Paid Search Intelligence · Global Market Data

The Brands Spending the Most on Google Ads Right Now — And What It Reveals About Paid Search in 2025

We analyzed global paid search traffic data across hundreds of the world's top advertising domains. The findings are surprising, the patterns are clear — and the lessons for your business are impossible to ignore.


Here's a fact that should make you stop and think: ChatGPT — the AI platform that the entire internet spent 2023 and 2024 declaring would "kill Google" — is the second-largest paid search advertiser in the world.

Not second-largest in its industry. Second-largest globally. Out of every business on the internet buying Google Ads, ChatGPT is buying more paid search traffic than nearly all of them — 163.5 million monthly visits worth, with a 9.31% growth rate climbing higher.

The AI that was supposed to make search irrelevant is spending a fortune on search ads. So is its closest competitor: Google's own Gemini, the AI tool built by the company that runs Google Ads, is the fifth-largest paid search advertiser on the planet.

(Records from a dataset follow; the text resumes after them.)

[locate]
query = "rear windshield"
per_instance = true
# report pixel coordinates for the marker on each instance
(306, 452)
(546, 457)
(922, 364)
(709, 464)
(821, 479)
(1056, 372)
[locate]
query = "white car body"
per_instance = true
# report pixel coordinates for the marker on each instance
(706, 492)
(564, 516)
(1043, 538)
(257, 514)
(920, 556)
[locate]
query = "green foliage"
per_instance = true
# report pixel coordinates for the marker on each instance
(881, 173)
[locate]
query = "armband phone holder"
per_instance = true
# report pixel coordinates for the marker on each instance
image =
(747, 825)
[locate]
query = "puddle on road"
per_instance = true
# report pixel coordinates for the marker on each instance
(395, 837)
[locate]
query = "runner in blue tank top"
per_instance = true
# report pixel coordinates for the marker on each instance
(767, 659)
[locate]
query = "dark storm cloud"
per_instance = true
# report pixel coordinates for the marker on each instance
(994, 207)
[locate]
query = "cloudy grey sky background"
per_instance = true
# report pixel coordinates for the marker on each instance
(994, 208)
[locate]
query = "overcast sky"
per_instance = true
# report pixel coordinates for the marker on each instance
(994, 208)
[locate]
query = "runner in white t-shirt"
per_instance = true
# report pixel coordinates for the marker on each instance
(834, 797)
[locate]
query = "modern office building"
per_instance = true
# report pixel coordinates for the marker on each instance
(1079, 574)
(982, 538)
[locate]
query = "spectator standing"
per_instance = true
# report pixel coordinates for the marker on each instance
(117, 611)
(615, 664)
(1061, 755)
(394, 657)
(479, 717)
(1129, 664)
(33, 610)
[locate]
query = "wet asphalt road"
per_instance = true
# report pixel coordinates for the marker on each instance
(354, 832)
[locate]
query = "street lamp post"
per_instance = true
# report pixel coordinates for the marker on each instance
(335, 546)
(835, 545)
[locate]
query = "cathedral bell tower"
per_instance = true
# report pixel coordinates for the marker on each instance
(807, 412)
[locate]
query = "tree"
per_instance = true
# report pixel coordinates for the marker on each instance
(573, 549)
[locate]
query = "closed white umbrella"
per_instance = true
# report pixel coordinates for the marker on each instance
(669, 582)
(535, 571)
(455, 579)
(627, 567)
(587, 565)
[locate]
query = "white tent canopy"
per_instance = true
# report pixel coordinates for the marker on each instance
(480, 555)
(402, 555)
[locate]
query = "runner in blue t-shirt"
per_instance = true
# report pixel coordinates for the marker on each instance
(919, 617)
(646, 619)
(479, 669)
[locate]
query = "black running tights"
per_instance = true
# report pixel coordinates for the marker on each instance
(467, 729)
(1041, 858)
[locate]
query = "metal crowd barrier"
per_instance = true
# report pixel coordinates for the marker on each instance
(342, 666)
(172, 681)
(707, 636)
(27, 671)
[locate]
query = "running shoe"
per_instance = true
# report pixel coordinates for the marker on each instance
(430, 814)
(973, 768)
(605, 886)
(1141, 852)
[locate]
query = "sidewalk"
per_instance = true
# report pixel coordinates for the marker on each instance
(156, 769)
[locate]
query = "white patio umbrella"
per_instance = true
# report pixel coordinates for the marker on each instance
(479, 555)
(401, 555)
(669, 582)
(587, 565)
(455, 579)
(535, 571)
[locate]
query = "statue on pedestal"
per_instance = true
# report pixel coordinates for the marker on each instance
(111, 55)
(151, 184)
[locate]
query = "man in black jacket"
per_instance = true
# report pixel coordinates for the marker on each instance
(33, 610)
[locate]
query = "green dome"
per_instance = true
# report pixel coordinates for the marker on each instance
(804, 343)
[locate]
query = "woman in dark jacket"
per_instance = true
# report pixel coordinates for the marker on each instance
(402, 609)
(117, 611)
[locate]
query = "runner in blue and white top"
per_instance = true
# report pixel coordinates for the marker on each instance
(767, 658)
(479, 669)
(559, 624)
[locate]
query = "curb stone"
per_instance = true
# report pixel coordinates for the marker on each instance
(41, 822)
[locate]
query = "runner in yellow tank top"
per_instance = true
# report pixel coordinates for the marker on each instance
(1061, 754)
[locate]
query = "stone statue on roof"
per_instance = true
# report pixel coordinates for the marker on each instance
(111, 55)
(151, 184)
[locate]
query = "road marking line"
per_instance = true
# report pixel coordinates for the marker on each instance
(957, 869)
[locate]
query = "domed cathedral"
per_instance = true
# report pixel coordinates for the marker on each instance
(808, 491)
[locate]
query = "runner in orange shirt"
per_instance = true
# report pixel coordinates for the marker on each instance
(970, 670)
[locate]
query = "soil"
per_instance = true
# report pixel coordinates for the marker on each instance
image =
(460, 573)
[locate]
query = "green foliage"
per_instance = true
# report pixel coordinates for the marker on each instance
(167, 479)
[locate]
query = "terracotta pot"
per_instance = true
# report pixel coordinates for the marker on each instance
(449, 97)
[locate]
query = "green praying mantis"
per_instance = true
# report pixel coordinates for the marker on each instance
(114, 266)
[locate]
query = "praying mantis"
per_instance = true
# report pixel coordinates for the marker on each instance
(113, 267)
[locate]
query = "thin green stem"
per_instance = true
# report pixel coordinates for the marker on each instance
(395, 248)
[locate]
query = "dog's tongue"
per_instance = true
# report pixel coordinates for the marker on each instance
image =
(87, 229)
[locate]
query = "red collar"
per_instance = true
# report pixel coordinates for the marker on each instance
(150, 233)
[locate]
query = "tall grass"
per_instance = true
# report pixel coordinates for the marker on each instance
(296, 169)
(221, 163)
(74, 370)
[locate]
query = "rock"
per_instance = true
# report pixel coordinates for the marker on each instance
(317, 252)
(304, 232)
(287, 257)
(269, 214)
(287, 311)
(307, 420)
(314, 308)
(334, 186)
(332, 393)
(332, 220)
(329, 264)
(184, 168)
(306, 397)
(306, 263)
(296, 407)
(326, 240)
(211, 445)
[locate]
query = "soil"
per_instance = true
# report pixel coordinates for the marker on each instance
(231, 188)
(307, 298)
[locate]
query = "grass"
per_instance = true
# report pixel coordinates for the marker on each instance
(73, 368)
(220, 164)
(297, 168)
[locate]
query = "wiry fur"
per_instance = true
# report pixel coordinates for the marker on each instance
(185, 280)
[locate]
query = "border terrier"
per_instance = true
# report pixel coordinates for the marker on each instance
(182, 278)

If that doesn't shift your thinking about the value of paid search in 2025, read on — because the data from the world's top-spending advertisers tells a story that goes far beyond AI chatbots, and it has direct implications for what your business should be doing with its marketing budget right now.

Ready to put your paid search budget to work the way the biggest brands do? Seattle Organic SEO manages Google Ads campaigns for local businesses across the Pacific Northwest and beyond — with the strategy and transparency the big agencies can't match.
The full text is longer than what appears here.